Design firm IDEO came up with the IDEO design process. Their process is focused on human centered design whether it is being used for physical or digital products. Human centered design is an approach to problem-solving that starts with people and ends with solutions that perfectly suit their needs. 6 phases make up the circular process:
This stage is about observing the target audience, absorbing what you see, and being open to creative possibilities. Your goal is to better understand who you’re designing for. Take note of their pain points and try to put yourself in their shoes to experience what they’re experiencing.
This stage is where you take what you learned during observation and brainstorm how you’re going to address it. Come up with as many ideas as you can and try your best to keep your target audience’s interests in the forefront of your mind.
This stage is pretty self-explanatory, you focus on building a prototype of your idea quickly. You don’t need to get dredged down in the fancy details right now, your goal for this phase is to get a working prototype in the hands of an end-user.

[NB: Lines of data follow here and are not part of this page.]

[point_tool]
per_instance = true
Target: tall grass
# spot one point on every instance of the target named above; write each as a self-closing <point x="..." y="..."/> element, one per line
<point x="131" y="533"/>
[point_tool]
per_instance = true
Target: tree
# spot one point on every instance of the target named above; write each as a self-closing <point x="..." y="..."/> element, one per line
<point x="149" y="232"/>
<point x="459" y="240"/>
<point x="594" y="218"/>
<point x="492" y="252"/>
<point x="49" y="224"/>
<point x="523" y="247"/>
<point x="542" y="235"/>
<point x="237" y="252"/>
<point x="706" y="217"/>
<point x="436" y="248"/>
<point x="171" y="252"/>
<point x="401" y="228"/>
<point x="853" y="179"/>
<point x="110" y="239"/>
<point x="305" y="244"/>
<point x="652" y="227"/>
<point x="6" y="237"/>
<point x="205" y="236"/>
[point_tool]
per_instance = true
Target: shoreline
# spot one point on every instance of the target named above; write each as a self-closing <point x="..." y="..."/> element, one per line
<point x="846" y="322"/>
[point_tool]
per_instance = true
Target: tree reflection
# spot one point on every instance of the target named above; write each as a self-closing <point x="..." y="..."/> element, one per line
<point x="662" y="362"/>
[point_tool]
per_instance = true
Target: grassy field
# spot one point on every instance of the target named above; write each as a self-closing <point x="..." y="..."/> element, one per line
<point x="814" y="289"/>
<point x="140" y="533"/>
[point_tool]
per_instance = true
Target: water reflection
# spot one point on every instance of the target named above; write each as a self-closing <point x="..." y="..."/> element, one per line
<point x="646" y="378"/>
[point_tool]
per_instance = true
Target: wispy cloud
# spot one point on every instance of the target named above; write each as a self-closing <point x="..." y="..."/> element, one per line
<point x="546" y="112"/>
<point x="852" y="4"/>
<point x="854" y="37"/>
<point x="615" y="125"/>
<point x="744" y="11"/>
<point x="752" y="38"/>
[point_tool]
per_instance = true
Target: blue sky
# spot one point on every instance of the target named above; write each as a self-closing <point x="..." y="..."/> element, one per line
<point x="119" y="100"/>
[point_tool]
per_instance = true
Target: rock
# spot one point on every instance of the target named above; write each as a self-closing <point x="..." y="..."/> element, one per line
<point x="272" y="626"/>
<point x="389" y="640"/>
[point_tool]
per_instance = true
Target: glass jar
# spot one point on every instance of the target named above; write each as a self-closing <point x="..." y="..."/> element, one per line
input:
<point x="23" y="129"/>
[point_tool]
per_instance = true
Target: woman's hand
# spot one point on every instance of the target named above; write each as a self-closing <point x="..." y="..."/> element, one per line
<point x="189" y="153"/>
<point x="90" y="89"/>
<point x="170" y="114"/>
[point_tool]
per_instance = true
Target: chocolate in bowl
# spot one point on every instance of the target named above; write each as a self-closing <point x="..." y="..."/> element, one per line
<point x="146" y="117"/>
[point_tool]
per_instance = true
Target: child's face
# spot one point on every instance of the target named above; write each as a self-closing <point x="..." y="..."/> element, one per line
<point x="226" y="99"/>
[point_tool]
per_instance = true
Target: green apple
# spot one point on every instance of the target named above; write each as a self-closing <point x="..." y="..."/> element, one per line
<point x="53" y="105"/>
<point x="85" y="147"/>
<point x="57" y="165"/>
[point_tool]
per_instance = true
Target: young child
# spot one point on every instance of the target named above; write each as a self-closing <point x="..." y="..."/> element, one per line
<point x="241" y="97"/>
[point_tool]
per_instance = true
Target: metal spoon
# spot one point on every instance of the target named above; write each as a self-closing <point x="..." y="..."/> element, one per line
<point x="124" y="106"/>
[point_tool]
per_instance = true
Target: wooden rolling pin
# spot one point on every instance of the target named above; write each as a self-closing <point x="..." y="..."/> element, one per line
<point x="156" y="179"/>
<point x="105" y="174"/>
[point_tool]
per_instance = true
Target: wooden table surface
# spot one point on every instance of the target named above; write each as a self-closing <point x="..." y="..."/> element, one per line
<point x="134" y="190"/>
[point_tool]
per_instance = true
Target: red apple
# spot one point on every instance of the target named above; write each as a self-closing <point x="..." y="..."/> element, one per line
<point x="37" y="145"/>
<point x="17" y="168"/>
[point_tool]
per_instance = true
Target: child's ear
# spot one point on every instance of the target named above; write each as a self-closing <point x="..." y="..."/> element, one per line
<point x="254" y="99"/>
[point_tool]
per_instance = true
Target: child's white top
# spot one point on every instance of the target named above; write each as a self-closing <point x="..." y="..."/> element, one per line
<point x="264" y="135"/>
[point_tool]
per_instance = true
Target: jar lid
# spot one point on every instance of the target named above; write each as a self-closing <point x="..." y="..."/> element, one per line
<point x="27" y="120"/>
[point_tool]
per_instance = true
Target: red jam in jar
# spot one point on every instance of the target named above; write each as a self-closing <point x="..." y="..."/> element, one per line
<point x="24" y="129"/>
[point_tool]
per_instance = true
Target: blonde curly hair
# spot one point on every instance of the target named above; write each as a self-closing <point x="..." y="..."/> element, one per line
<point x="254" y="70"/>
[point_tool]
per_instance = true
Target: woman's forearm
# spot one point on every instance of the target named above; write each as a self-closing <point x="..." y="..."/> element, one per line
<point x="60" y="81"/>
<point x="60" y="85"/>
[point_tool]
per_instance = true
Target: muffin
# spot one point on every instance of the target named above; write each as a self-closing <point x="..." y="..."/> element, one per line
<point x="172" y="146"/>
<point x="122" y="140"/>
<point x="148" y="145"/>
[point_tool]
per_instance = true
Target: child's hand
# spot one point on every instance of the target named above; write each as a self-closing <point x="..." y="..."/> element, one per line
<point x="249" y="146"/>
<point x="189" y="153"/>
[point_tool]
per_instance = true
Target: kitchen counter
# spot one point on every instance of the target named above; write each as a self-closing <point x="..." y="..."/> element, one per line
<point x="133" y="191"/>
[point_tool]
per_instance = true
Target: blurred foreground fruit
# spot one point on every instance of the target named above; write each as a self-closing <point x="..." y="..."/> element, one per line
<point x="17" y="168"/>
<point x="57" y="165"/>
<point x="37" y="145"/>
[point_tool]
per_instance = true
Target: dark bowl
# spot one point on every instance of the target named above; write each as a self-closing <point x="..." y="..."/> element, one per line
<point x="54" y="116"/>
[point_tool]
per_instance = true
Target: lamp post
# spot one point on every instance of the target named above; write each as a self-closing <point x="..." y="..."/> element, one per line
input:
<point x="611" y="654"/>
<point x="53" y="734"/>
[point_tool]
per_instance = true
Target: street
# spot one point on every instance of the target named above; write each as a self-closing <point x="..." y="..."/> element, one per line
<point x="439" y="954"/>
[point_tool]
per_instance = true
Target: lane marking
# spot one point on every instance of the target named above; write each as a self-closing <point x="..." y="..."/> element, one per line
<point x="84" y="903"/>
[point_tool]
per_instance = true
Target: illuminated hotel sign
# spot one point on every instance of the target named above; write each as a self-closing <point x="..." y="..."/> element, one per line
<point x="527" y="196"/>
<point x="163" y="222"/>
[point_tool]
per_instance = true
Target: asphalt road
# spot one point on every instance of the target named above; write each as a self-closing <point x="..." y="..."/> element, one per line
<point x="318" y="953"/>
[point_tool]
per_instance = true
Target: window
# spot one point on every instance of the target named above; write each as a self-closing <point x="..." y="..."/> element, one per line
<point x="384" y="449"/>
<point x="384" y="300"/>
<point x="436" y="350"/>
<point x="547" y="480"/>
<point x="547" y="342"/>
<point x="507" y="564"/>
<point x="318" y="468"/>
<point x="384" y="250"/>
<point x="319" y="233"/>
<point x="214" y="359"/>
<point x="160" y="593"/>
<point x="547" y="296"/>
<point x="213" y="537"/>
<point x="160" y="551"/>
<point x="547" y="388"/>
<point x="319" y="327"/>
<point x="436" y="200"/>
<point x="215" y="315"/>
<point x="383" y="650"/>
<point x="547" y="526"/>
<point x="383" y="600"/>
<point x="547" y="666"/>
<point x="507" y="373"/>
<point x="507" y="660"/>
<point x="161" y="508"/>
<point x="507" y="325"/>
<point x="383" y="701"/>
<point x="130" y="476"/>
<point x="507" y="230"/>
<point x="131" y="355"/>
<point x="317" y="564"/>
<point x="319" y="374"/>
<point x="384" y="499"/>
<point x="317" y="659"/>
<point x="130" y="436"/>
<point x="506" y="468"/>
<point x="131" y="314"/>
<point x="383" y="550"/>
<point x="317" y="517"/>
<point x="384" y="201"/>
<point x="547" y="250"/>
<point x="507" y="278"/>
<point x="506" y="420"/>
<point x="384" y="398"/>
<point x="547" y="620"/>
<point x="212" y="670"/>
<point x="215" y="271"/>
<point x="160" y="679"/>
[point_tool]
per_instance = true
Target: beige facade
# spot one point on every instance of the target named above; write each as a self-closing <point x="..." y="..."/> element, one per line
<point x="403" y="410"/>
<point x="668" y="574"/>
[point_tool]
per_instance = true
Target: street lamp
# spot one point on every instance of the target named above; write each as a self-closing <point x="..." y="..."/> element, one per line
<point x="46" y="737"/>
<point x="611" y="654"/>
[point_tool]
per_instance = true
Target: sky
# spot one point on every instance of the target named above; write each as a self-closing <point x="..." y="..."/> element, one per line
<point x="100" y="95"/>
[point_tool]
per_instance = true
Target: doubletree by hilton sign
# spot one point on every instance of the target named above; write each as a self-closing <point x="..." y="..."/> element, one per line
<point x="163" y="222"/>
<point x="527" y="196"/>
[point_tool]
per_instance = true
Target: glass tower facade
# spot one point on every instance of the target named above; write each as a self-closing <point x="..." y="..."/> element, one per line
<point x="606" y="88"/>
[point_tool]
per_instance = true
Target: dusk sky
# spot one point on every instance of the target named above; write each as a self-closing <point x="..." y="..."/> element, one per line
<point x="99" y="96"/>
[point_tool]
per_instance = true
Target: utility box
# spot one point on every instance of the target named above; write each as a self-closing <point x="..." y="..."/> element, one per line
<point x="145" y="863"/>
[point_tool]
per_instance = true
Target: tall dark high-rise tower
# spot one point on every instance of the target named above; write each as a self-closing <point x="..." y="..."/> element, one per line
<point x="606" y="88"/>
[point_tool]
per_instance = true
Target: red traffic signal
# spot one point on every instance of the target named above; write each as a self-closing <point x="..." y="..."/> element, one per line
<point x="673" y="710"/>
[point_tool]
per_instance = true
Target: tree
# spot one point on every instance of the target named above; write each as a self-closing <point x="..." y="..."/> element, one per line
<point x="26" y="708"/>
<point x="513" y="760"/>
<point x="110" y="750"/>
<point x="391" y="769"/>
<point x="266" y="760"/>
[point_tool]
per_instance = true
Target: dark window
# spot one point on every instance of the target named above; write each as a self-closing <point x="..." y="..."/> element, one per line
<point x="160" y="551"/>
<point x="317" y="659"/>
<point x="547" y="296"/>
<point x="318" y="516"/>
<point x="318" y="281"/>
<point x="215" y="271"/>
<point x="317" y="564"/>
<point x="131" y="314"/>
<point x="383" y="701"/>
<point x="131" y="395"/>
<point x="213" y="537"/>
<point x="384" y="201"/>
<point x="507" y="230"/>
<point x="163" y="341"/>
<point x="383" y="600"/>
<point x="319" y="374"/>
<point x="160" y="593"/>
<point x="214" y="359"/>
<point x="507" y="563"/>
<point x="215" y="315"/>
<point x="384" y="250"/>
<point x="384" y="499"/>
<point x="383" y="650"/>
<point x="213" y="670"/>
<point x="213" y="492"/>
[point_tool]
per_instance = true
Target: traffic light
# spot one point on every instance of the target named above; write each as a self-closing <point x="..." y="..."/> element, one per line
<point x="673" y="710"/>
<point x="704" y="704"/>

This step is about gathering the feedback given by your prototype users. This is the most important phase of the human centered design process as you need the input to know you’re on the right track or how to shift and make improvements.
This phase is where you take your feedback and make changes to your design. Keep repeating the process of iterating and getting feedback until your solution is as ready as can be. It may take multiple iterations, but you’ll learn something new each time.
This phase is where your design is ready to roll and be put out into the world. If you’re building software or a website, you continue this process again and again with each new update and improvement.
GV took business strategy, behavior science, innovation, and more into account while developing this process. The GV sprint takes place over 5 days and compresses the amount of time spent on design cycles in other frameworks. These sprints can be done when stakes are high, when there’s not enough time, or when you’re stuck in a rut. Sprints in general terms are short periods of time dedicated to getting a set amount of work done. Similar to the IDEO design process, the focus is put on getting prototypes made and gathering how they are received by their intended audience. Let’s check out how GV recommends you spend your sprint week!
Before a sprint begins, some groundwork is laid out. Here is the checklist of a few things GV recommends to be prepared:
Choose a big challenge – outline the main goal you’d like to achieve during the length of the sprint.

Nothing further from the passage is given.